By Ben Velderman
TRENTON, N.J. – Gov. Chris Christie is such a true believer in school choice that he’s leaving no stone unturned in his quest to get a pilot voucher plan implemented in The Garden State.
In his recent budget, Christie included $2 million that would allow low-income children to obtain private school vouchers, The New York Times reports.
Christie’s plan is being denounced by critics as an illegal “end-run” around the state legislature, which has steadfastly refused legislation that would establish a school voucher system.
Americans United, a politically progressive organization, also argues that the New Jersey Constitution prohibits any school voucher plan that would allow public dollars to pay tuition at religious schools.
That oft-heard argument against school vouchers was dealt a significant setback recently, when the Indiana Supreme Court unanimously ruled that the beneficiaries of vouchers are families – not religious institutions, reports National Public Radio.
But those legal arguments are premature in New Jersey, where no voucher plan currently exists.
The first step for Christie and school choice supporters is to get a program in place.

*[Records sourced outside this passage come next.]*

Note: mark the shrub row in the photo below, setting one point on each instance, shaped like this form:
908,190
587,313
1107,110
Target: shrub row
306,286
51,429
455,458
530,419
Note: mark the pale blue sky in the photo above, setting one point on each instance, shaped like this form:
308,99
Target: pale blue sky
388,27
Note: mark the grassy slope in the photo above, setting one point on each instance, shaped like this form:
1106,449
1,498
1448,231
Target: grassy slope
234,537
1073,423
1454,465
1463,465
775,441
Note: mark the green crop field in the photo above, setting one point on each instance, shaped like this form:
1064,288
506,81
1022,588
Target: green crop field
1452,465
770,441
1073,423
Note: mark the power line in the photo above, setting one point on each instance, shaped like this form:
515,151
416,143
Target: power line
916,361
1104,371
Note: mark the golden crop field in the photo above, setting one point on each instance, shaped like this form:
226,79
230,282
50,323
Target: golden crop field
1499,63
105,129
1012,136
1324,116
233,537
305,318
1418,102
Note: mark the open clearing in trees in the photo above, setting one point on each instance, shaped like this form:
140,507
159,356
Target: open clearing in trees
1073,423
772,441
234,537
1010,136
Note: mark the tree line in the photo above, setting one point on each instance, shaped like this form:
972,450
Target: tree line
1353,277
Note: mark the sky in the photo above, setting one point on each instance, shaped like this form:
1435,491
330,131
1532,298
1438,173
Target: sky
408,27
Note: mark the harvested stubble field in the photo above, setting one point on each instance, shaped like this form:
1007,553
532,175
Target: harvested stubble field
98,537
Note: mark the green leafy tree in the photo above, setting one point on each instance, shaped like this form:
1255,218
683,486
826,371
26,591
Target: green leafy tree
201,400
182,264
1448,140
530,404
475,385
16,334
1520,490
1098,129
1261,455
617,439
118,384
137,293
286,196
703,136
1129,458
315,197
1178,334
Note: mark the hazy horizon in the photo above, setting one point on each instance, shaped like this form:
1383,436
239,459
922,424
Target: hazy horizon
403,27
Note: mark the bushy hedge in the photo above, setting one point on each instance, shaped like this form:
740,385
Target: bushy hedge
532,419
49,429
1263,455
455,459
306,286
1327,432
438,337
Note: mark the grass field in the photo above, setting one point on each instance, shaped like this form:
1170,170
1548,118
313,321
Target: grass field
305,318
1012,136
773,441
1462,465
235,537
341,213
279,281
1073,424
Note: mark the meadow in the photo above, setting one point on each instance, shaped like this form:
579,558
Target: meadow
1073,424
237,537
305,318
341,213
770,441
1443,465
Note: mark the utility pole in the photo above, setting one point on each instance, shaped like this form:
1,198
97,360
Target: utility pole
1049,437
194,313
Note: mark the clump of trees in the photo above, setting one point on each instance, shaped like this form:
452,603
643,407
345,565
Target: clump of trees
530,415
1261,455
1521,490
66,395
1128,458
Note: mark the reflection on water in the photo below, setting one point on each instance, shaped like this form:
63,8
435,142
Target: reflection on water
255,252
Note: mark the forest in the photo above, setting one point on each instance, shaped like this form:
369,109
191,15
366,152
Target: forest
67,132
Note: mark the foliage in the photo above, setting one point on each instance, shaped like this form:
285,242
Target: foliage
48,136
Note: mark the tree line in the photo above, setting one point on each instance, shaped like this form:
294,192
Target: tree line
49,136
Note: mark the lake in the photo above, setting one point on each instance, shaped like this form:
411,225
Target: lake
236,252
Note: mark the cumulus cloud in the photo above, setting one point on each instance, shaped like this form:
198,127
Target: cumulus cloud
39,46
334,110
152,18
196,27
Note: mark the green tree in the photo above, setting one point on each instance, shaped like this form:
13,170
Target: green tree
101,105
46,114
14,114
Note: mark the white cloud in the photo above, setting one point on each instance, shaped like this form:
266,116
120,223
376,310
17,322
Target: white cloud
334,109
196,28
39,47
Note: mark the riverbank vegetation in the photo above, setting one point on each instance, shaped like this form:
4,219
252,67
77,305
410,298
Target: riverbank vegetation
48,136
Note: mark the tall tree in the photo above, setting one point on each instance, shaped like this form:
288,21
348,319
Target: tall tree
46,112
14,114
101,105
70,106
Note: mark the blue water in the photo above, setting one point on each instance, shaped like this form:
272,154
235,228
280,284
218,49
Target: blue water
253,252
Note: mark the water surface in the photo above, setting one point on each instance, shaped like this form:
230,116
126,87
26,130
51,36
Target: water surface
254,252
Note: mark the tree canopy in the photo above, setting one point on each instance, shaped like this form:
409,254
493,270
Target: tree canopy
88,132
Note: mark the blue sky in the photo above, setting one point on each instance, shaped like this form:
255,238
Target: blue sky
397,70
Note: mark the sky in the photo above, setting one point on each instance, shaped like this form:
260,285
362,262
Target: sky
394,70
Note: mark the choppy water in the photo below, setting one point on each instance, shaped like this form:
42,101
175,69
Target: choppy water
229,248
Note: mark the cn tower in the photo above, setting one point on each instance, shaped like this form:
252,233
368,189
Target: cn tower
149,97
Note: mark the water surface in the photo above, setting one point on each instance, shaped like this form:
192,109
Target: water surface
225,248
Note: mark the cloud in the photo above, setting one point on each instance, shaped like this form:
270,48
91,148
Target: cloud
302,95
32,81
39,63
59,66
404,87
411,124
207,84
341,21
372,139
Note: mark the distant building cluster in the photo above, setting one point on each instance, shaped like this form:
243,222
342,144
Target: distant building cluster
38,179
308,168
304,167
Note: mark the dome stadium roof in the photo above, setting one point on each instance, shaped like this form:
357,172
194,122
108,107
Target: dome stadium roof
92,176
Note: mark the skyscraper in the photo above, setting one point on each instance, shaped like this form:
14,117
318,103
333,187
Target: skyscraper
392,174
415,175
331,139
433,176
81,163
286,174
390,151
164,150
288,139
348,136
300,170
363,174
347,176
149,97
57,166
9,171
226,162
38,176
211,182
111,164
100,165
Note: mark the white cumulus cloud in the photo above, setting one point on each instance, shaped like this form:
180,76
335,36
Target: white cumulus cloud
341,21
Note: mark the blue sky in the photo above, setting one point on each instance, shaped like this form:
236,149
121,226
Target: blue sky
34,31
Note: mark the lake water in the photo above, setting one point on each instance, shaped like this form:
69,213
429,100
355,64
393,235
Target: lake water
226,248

If Christie’s $2 million voucher proposal fails – as it’s widely expected to – he will likely have to wait until his potential second term before trying again.
Christie has made vouchers (or “opportunity scholarships,” as he calls them) a priority over the last three years.

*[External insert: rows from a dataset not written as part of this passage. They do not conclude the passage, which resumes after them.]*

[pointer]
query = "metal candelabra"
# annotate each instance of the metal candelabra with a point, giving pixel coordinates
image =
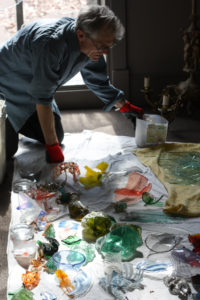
(180, 97)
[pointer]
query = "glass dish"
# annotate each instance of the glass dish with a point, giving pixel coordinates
(68, 259)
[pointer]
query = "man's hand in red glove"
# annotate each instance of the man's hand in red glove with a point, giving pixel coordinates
(54, 153)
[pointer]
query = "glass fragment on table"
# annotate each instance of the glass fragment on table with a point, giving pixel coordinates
(30, 279)
(95, 224)
(94, 178)
(152, 216)
(132, 192)
(123, 238)
(181, 167)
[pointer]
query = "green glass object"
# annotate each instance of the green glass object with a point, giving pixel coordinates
(22, 294)
(87, 249)
(149, 200)
(77, 210)
(181, 167)
(71, 240)
(46, 250)
(50, 266)
(120, 207)
(123, 238)
(50, 232)
(95, 224)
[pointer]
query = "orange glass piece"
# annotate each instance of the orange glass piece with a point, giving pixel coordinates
(132, 192)
(31, 279)
(64, 281)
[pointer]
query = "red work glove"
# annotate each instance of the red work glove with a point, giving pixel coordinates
(54, 153)
(132, 109)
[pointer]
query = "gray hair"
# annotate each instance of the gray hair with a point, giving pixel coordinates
(93, 18)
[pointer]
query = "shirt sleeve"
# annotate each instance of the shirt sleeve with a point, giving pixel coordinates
(96, 79)
(45, 70)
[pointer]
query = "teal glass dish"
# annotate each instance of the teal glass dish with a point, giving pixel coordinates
(68, 259)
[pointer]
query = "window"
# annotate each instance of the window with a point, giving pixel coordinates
(16, 13)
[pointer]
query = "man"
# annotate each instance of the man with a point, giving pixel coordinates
(44, 55)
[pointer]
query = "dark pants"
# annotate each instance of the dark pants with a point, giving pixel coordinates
(31, 129)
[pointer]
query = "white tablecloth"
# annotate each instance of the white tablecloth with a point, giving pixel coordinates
(90, 148)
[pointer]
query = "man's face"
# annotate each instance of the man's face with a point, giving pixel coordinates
(94, 48)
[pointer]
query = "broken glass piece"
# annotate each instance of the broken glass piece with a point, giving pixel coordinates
(95, 224)
(123, 238)
(77, 210)
(72, 240)
(162, 242)
(93, 178)
(48, 249)
(132, 192)
(181, 167)
(22, 294)
(68, 259)
(30, 279)
(63, 167)
(87, 249)
(151, 217)
(49, 231)
(120, 207)
(64, 281)
(117, 284)
(50, 266)
(65, 198)
(195, 241)
(47, 296)
(22, 185)
(149, 200)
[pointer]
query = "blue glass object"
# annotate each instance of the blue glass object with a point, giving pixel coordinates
(68, 259)
(181, 167)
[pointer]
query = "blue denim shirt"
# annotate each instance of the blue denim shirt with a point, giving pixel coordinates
(41, 57)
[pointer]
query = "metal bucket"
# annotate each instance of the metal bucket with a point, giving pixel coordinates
(2, 137)
(152, 130)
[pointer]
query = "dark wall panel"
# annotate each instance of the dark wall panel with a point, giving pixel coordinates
(155, 43)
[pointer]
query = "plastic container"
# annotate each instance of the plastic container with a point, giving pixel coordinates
(151, 130)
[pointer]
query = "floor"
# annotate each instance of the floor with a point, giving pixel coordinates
(180, 130)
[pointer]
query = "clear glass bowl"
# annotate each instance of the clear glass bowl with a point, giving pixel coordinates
(66, 259)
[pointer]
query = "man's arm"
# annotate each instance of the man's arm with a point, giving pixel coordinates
(47, 123)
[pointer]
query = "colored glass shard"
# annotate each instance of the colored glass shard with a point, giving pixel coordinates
(152, 217)
(93, 178)
(95, 224)
(120, 207)
(132, 192)
(47, 296)
(30, 279)
(50, 266)
(49, 231)
(195, 241)
(22, 294)
(72, 240)
(48, 249)
(64, 281)
(149, 200)
(66, 197)
(87, 249)
(77, 210)
(181, 167)
(123, 238)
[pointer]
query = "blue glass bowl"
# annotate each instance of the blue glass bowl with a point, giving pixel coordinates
(66, 259)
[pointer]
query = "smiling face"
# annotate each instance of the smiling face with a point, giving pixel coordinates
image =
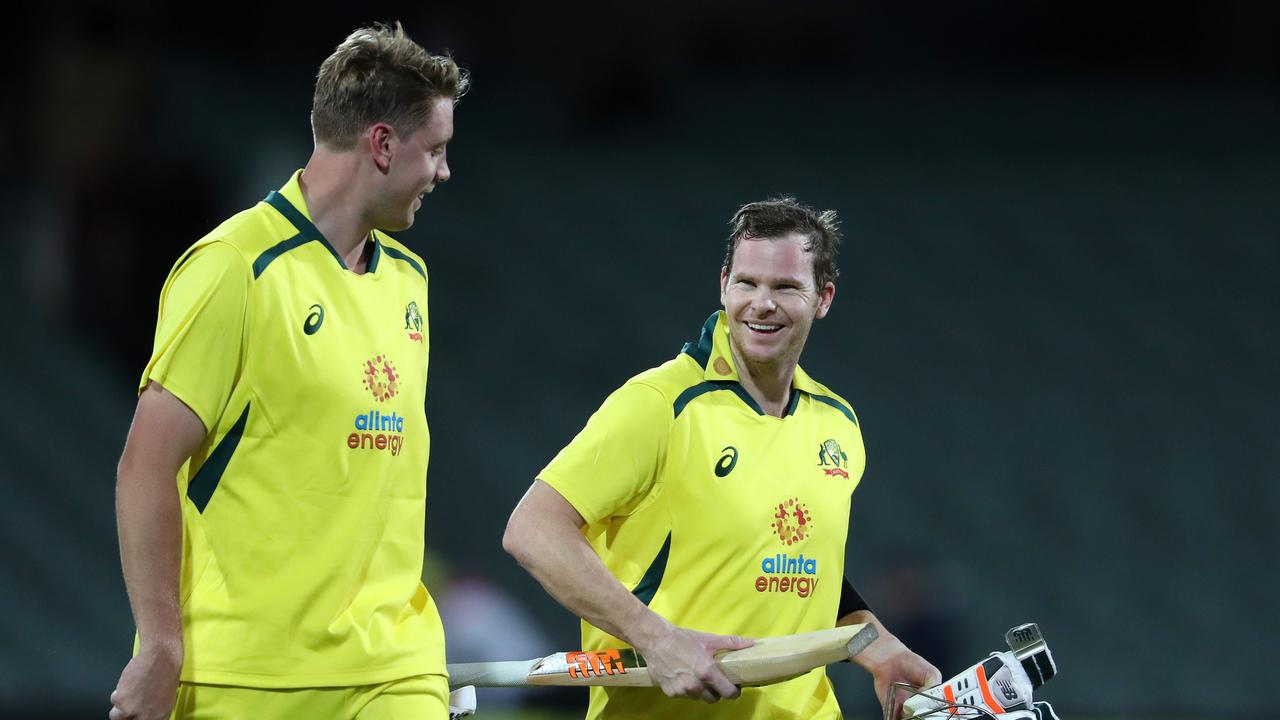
(771, 301)
(415, 164)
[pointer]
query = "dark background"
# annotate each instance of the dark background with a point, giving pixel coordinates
(1056, 317)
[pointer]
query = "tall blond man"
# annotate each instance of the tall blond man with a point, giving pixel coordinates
(707, 501)
(272, 493)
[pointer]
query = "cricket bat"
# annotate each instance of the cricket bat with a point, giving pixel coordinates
(769, 660)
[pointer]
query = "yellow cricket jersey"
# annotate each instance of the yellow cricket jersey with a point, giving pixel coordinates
(718, 516)
(304, 510)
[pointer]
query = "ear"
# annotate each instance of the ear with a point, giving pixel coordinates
(380, 139)
(824, 297)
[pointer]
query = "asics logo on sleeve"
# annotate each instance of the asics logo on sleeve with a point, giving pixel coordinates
(314, 320)
(726, 461)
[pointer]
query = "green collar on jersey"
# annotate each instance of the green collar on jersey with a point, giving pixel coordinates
(712, 352)
(307, 232)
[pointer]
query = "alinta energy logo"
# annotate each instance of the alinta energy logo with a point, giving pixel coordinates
(787, 573)
(376, 429)
(380, 378)
(830, 454)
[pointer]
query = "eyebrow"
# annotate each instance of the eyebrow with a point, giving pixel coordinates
(778, 279)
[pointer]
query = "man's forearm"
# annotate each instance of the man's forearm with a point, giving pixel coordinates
(150, 531)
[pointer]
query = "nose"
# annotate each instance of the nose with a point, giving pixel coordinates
(763, 300)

As NewJerseyNewsroom.com notes, “The governor has been advocating for vouchers at just about every town hall, citing students in failing public schools could be able to attend classes outside their district.”
If Christie makes vouchers a centerpiece of a successful re-election bid this fall, he may have the political clout to muscle a voucher bill through the legislature.
But until then, it appears that meaningful school choice is still just a “pie-in-the-sky” wish in New Jersey.